Menglin Jia, Luming Tang, Bor-Chun Chen, Claire Cardie, Serge Belongie, Bharath Hariharan, and Ser-Nam Lim. Visual prompt tuning. In European Conference on Computer Vision, pp. 709–727.Springer, 2022.

问题

  1. Justification of Random Mapping Strategy: Can the authors elaborate on the rationale behind the use of a random mapping strategy for aligning rare and common classes?

  2. Few-Shot Adaptation Capabilities: To better understand PeLen’s few-shot adaptability, have the authors investigated its performance across different shot settings (e.g., with 8, 16, or 32 shots)?

  3. Comparisons with Specialized Few-Shot Learning and Adapter-Based Methods: Given PeLen’s similarity to methods like Tip-Adapter (Zhang et al., 2021), which employs an adapter module for few-shot adaptation without modifying model parameters, could the authors clarify how PeLen’s random mapping and prompt based alignment differ in effectiveness from adapter-based approaches?

  4. CLIP Training Dataset Analysis and PeLen's Generalization Across Rare Domains: Has there been an investigation into the proportion of rare categories within CLIP’s original training dataset, such as in the WIT (WebImageText) dataset? Is it the case that the scarcity of these domains within the dataset leads to a reduced number of image features being learned, and is the few-shot learning approach employed to enhance the model's capacity to adapt?

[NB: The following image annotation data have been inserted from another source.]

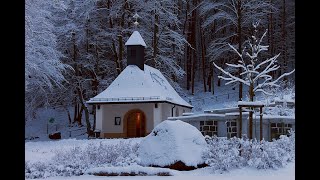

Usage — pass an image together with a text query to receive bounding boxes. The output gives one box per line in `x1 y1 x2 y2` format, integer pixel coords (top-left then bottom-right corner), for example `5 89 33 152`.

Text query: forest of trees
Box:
25 0 295 131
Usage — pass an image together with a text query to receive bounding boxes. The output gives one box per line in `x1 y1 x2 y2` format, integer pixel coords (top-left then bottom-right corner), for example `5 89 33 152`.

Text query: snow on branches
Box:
213 23 295 100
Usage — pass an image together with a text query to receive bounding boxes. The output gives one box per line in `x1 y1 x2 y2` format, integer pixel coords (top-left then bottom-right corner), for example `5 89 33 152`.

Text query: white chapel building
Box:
87 31 193 138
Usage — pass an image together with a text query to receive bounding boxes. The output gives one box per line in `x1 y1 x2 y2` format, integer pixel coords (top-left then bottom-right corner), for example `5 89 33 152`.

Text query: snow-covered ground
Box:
28 162 295 180
25 131 295 180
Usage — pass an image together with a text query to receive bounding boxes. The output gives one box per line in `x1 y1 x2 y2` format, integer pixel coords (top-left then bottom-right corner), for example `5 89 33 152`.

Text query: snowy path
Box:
30 163 295 180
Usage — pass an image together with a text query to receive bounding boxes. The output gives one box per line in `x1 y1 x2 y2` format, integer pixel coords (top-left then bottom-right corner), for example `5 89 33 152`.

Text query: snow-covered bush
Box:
203 131 295 172
138 120 207 167
204 136 241 171
25 141 139 179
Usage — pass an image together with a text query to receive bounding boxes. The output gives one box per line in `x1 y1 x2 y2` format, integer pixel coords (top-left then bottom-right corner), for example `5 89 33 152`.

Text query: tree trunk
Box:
65 108 72 126
117 34 124 72
237 0 242 101
152 9 159 68
249 82 254 139
199 24 207 92
77 87 93 136
280 0 288 85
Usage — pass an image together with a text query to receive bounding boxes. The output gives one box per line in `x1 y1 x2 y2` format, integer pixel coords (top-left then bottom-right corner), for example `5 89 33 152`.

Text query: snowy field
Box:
32 162 295 180
25 133 295 180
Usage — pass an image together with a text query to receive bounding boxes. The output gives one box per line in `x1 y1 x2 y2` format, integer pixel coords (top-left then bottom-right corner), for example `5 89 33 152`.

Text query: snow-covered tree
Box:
213 22 295 139
25 0 71 119
213 23 295 101
201 0 276 99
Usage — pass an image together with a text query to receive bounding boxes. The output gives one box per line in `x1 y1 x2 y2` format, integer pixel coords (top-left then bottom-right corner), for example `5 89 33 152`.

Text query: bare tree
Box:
213 23 295 138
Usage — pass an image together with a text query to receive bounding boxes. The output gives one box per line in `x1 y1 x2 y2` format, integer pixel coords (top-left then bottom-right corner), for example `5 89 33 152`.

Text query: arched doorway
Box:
124 109 146 137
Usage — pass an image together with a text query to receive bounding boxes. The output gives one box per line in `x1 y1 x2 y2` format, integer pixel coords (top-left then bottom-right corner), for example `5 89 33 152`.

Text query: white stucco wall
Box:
97 103 154 133
96 105 103 131
153 103 163 127
161 103 191 121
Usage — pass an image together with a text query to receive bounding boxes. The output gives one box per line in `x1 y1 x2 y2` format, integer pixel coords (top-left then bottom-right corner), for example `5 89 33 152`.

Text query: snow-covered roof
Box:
87 65 193 108
238 101 264 106
125 31 147 47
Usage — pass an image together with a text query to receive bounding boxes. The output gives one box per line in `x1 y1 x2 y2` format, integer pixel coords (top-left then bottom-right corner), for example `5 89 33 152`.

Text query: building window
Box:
270 122 292 140
200 120 218 136
227 120 238 138
114 117 121 125
130 49 136 57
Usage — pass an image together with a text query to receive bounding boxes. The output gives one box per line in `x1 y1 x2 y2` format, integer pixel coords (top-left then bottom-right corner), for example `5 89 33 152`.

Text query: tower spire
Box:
133 12 140 29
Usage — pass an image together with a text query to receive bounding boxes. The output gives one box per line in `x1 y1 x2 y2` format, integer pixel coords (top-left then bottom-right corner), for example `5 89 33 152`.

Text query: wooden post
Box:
260 106 263 141
239 106 242 138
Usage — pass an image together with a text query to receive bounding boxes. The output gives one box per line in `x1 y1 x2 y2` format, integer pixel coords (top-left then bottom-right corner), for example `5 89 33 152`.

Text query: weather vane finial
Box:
133 13 140 28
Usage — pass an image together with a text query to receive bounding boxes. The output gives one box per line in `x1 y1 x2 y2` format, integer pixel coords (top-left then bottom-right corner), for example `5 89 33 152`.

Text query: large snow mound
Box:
138 120 207 167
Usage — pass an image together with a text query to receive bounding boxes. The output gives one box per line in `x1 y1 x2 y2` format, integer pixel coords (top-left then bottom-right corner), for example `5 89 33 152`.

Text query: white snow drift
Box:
138 120 207 167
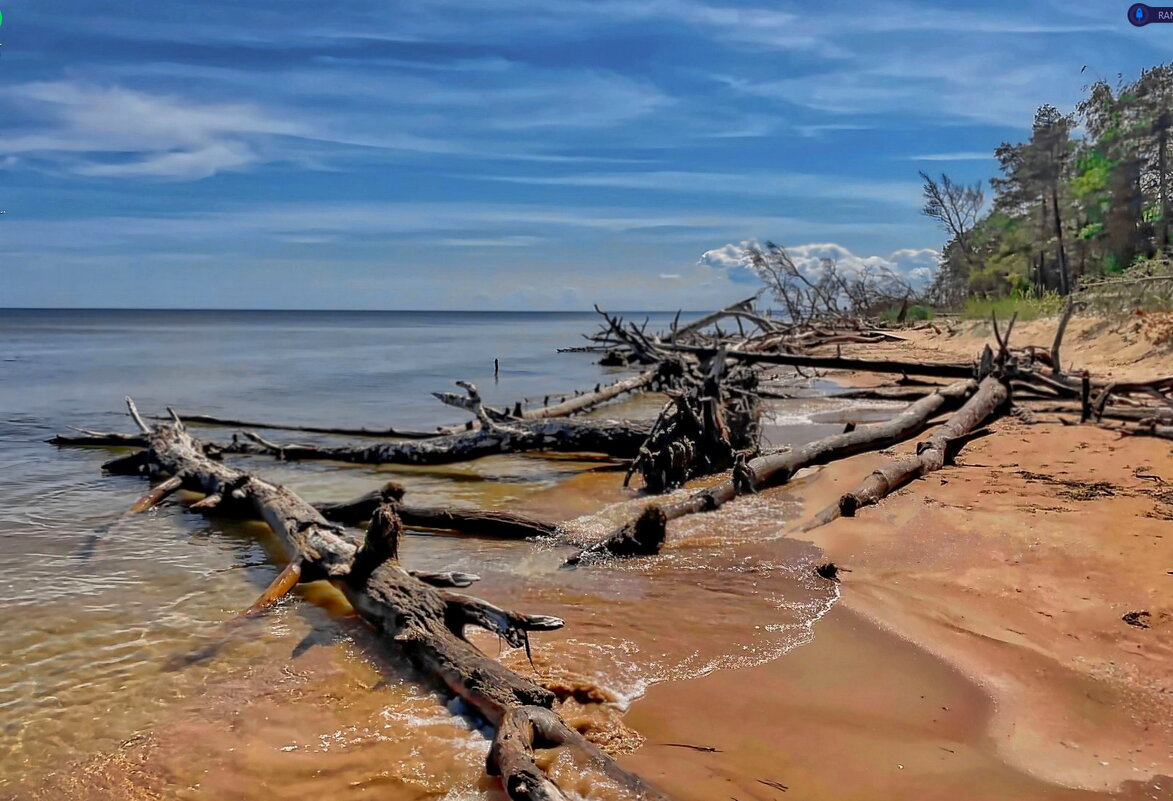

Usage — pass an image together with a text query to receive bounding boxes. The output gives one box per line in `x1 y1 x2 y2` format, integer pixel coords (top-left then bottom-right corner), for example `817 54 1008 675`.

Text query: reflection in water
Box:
0 315 834 801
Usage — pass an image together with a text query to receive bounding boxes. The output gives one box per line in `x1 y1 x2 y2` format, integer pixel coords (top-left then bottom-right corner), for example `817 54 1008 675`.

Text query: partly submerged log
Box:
801 375 1010 531
662 345 977 379
224 418 651 464
105 399 666 801
314 482 557 539
521 362 667 420
567 380 977 565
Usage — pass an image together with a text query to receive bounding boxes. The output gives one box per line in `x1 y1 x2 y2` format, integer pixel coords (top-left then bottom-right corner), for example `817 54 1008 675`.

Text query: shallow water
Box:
0 311 839 800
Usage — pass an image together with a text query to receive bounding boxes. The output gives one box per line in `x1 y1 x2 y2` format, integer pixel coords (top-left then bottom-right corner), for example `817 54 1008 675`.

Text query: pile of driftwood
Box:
50 298 1173 801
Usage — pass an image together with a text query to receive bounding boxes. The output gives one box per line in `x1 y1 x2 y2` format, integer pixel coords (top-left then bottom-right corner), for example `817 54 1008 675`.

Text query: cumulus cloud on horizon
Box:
698 239 941 287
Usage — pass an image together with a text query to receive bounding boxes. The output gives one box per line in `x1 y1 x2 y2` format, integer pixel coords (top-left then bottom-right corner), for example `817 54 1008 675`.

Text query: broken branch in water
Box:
799 375 1010 531
93 399 666 801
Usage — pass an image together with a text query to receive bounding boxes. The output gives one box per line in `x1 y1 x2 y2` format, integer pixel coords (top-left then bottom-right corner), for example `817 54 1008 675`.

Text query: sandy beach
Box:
626 320 1173 801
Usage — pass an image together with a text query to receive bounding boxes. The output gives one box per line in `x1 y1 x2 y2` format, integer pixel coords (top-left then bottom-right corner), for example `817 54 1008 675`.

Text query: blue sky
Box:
0 0 1173 310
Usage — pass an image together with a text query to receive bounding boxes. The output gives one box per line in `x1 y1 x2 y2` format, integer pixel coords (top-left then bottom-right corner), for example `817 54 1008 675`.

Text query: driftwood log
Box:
314 482 557 539
663 345 977 379
801 375 1010 531
105 399 666 801
224 416 651 464
567 380 977 565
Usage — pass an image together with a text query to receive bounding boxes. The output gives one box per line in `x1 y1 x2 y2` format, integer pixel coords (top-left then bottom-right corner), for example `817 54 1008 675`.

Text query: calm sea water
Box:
0 310 832 800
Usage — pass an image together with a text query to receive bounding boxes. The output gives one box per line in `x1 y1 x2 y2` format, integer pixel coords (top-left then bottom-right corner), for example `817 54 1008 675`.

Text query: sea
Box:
0 310 863 801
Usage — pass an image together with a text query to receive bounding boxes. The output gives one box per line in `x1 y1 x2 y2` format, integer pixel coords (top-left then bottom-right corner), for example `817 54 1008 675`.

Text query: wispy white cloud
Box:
0 81 305 178
698 239 940 286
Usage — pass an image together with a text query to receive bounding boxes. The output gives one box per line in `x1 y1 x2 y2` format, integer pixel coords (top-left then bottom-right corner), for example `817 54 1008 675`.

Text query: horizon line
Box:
0 306 714 314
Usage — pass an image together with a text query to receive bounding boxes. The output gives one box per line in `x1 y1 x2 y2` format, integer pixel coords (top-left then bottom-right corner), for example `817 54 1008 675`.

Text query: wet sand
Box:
0 321 1173 801
628 321 1173 801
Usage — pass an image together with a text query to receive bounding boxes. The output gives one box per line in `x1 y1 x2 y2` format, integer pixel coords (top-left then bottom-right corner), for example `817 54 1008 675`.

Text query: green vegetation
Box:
921 63 1173 319
961 292 1065 320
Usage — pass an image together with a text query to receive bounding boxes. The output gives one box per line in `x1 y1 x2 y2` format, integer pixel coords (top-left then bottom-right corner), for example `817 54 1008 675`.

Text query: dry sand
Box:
625 320 1173 801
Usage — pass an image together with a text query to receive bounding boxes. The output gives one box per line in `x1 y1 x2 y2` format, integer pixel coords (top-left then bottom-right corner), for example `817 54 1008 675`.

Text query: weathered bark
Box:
567 380 977 564
154 414 436 440
807 375 1010 528
521 369 660 420
224 418 651 464
624 351 760 494
105 405 666 801
314 482 557 539
663 345 977 378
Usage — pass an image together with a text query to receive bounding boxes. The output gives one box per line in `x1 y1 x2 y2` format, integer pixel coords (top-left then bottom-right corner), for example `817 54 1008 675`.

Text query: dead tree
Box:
100 399 666 801
567 380 977 565
801 375 1010 531
314 482 558 539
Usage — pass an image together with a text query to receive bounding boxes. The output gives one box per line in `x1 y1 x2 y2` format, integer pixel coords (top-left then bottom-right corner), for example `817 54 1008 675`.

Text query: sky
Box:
0 0 1173 310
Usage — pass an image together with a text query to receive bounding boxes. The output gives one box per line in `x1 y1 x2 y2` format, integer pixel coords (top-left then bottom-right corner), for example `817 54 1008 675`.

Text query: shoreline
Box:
625 320 1173 801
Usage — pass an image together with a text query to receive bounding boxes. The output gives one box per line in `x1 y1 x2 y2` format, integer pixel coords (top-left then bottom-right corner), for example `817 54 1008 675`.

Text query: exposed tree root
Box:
314 482 557 539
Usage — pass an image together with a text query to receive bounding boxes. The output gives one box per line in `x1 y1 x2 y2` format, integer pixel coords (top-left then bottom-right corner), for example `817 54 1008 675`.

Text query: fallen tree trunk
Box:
662 345 977 379
224 418 651 464
313 482 557 539
103 399 666 801
567 380 977 565
521 368 660 420
801 375 1010 531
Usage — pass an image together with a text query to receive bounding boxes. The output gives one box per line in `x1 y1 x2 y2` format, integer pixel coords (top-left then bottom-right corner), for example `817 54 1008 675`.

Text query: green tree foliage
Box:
921 63 1173 306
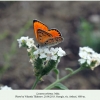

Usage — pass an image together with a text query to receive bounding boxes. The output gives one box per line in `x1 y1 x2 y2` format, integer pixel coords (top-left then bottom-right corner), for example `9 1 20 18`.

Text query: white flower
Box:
57 47 66 57
78 47 100 70
26 38 36 48
17 36 37 49
0 85 12 90
17 36 28 47
33 47 66 61
40 53 47 59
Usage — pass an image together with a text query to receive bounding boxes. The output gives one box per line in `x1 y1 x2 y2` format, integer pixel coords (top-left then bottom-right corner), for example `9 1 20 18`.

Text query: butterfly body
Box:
33 20 63 46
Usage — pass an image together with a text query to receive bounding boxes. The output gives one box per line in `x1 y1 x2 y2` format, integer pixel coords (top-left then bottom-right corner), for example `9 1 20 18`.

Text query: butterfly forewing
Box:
37 29 53 45
33 20 48 39
33 20 63 46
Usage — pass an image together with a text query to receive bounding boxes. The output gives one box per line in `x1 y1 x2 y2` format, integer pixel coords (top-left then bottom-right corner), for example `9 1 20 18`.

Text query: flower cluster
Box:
33 47 66 61
79 47 100 70
17 37 66 77
0 85 12 90
17 36 36 48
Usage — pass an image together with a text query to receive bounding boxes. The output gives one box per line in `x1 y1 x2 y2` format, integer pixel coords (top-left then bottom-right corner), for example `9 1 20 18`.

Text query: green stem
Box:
32 76 41 89
44 67 84 90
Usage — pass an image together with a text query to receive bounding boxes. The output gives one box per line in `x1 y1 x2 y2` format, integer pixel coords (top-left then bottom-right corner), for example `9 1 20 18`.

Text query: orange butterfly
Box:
33 20 63 46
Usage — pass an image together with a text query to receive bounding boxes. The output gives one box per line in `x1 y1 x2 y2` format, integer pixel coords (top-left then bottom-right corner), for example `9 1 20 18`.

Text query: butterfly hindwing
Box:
33 20 63 46
33 20 48 39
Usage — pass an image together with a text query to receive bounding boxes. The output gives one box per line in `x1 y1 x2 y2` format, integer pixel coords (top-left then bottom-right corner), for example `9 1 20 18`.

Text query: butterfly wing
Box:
37 29 63 46
33 20 63 46
33 20 48 41
37 29 53 45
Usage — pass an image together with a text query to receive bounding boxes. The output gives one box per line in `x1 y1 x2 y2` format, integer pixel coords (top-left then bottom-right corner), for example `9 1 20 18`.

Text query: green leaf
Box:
54 83 68 90
65 68 73 72
53 68 59 75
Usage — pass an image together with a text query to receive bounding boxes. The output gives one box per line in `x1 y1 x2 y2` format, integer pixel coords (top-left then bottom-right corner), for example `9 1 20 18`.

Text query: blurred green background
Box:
0 1 100 89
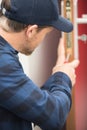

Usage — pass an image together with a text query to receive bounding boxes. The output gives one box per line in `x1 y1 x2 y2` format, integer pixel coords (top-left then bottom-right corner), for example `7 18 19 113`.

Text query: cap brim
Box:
52 16 73 33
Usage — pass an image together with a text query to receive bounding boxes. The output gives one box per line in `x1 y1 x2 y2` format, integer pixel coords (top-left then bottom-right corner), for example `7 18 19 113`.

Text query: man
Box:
0 0 78 130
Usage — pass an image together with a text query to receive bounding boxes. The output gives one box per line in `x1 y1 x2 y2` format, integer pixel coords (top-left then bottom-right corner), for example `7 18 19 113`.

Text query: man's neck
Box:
0 28 24 51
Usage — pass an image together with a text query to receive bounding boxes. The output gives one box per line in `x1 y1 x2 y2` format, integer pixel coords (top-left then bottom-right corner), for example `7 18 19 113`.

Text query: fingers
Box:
69 60 79 68
57 38 65 65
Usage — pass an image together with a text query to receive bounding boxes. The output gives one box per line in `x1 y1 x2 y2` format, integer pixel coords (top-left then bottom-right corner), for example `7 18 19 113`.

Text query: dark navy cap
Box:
2 0 73 32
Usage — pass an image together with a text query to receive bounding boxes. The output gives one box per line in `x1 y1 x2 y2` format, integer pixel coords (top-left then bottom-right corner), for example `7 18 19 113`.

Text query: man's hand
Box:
53 38 79 86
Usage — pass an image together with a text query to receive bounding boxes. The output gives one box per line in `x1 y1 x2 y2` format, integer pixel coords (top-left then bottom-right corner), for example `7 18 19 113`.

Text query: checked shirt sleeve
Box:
0 53 71 130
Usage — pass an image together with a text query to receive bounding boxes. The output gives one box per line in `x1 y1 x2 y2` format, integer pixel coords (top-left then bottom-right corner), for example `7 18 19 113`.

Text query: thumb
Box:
69 60 80 68
57 38 65 65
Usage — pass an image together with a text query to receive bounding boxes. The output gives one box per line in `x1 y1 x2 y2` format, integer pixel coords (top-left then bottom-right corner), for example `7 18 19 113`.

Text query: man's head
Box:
1 0 73 32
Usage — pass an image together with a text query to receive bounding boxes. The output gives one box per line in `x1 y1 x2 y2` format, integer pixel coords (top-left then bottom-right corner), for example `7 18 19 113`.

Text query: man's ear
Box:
26 25 38 38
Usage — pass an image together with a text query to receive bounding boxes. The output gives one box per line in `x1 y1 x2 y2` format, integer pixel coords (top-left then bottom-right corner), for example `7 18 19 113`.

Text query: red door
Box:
75 0 87 130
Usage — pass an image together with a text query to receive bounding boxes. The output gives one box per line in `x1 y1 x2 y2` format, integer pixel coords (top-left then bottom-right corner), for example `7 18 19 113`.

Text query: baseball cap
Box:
1 0 73 32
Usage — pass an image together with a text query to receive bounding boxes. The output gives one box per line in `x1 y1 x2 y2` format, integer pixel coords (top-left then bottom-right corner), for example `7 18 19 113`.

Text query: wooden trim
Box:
64 0 75 130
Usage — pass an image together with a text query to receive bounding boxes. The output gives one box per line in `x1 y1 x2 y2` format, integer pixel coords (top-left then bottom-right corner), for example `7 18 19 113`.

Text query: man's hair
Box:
0 0 27 32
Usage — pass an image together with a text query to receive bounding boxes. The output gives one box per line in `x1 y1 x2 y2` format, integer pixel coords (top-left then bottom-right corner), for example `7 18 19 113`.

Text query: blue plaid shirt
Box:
0 37 72 130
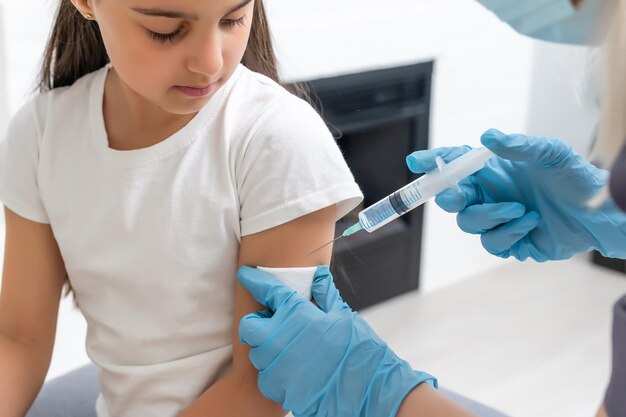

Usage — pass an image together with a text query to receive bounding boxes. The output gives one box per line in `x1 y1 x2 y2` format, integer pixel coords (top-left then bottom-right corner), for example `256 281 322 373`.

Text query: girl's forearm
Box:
0 332 51 417
179 370 287 417
396 384 476 417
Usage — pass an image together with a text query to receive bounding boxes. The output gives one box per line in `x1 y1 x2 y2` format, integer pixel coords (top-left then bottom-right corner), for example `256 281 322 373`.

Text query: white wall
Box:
525 42 600 155
268 0 534 291
0 4 9 137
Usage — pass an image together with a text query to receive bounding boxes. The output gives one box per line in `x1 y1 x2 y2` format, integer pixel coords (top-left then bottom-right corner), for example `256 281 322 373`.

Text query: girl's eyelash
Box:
222 14 246 28
148 14 246 44
148 26 183 44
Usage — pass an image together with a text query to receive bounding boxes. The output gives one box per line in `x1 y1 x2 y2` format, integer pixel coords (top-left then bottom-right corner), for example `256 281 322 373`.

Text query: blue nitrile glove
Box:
478 0 612 44
407 129 626 262
237 266 437 417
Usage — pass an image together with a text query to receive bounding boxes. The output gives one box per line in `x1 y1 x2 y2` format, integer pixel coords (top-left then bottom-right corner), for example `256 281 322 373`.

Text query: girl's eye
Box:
222 14 246 29
148 26 183 44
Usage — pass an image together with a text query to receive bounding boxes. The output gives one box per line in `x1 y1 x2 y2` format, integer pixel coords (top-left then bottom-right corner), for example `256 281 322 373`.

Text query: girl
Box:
0 0 361 417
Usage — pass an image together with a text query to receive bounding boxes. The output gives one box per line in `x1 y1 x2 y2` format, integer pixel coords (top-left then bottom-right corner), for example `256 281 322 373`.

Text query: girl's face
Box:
83 0 254 114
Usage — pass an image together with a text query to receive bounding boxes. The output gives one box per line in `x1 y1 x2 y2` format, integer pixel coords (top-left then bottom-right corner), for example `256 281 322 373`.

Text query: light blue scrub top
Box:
478 0 609 44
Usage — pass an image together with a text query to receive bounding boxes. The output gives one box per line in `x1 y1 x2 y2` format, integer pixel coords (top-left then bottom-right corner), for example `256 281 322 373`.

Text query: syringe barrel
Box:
359 148 494 233
359 178 426 233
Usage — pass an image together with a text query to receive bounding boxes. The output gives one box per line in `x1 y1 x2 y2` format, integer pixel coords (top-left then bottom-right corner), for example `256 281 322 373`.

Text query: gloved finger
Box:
239 310 272 347
435 176 481 213
456 202 526 235
237 266 301 311
480 129 573 167
480 211 541 255
406 146 471 174
311 265 350 313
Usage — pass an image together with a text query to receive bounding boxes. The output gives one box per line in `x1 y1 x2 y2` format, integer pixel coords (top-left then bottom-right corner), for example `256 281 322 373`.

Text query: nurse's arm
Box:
181 205 336 417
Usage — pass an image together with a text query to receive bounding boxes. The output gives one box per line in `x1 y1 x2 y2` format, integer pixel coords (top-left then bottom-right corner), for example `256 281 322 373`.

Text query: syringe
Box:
307 148 495 256
341 148 494 237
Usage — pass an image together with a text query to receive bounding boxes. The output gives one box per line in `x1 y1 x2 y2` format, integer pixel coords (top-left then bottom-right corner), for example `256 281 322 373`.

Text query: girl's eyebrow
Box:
131 0 252 20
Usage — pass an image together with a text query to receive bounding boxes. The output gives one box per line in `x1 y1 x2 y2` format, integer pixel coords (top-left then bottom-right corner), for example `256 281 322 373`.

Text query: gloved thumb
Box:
480 129 573 167
311 265 350 313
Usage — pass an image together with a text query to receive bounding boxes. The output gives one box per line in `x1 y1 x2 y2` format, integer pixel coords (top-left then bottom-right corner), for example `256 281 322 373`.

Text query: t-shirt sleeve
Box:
0 102 49 223
237 96 363 236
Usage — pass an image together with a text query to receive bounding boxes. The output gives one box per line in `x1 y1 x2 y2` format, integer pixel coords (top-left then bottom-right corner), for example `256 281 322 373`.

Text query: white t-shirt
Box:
0 66 362 417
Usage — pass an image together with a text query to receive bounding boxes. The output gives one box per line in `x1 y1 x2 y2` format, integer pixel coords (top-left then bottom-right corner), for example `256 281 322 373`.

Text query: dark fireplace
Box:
309 62 433 309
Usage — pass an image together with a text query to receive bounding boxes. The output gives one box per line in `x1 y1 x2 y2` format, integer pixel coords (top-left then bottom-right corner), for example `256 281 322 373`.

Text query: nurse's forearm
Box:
396 384 476 417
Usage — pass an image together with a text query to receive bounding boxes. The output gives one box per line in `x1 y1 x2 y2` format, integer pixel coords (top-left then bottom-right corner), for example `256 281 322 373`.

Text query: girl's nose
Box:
187 33 224 78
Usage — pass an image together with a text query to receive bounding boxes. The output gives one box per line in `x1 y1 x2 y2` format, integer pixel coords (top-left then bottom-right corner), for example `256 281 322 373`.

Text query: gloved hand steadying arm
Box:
407 129 626 262
237 266 437 417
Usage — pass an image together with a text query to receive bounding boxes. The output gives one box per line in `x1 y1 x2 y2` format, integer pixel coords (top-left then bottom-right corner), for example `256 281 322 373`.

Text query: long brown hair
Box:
38 0 303 95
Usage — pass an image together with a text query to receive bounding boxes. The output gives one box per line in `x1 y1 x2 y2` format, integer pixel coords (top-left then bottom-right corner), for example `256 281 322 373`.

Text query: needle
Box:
307 236 343 256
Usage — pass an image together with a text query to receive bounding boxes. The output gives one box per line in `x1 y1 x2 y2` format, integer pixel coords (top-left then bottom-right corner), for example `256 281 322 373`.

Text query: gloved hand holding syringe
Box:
309 148 495 255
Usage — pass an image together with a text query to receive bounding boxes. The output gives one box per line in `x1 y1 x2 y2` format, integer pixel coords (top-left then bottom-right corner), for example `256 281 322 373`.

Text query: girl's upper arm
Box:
233 205 336 375
0 208 66 350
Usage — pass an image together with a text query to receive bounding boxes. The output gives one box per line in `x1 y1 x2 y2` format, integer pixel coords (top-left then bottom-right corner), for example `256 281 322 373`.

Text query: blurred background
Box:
0 0 626 417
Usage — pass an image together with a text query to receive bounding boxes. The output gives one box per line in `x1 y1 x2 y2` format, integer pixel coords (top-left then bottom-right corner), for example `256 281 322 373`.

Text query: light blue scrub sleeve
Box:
478 0 609 44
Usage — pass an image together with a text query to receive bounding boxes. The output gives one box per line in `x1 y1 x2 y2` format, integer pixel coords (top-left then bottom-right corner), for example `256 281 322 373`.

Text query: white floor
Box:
49 254 626 417
363 254 626 417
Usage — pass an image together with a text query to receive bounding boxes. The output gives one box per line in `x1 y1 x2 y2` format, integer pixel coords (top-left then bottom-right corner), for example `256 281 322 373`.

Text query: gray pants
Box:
26 365 506 417
604 296 626 417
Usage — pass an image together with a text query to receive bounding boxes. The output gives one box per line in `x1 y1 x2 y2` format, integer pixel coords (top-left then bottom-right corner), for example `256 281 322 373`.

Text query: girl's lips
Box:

  5. Parameter Sensitivity and Recommendations: Since prompt depth and length impact PeLen’s performance, could the authors provide guidelines or recommended ranges for these parameters across various datasets?

  6. Generalizability of PeLen framework: Have experiments been conducted across an even broader spectrum of rarer image domains (Astronomical Data, Satellite Imagery for Ecological Studies, Art Historical Artifacts etc.) to demonstrate the generalizability of the Prompt Reverse Learning (PeLen) framework, thereby validating its effectiveness and robustness in various real-world scenarios characterized by data scarcity?

评论

Justification of Random Mapping Strategy: Can the authors elaborate on the rationale behind the use of a random mapping strategy for aligning rare and common classes?

Due to the scarcity of both text labels and images of rare examples in various pretrained model datasets, this mapping aims to transfer the perceptual abilities of pretrained models on common images to rare images. Our contribution focuses on a new paradigm to bridge the domain gap between rare and common images for recognition. The Random Mapping Strategy is an efficient and effective method for assigning labels.

Comparisons with Specialized Few-Shot Learning and Adapter-Based Methods: Given PeLen’s similarity to methods like Tip-Adapter (Zhang et al., 2021), which employs an adapter module for few-shot adaptation without modifying model parameters, could the authors clarify how PeLen’s random mapping and prompt based alignment differ in effectiveness from adapter-based approaches?

First, our PeLen method maintains the same number of weights as CLIP, making it more efficient than adapter-based methods. Second, we use a random mapping strategy for label assignment, introducing almost no additional overhead compared to the original CLIP.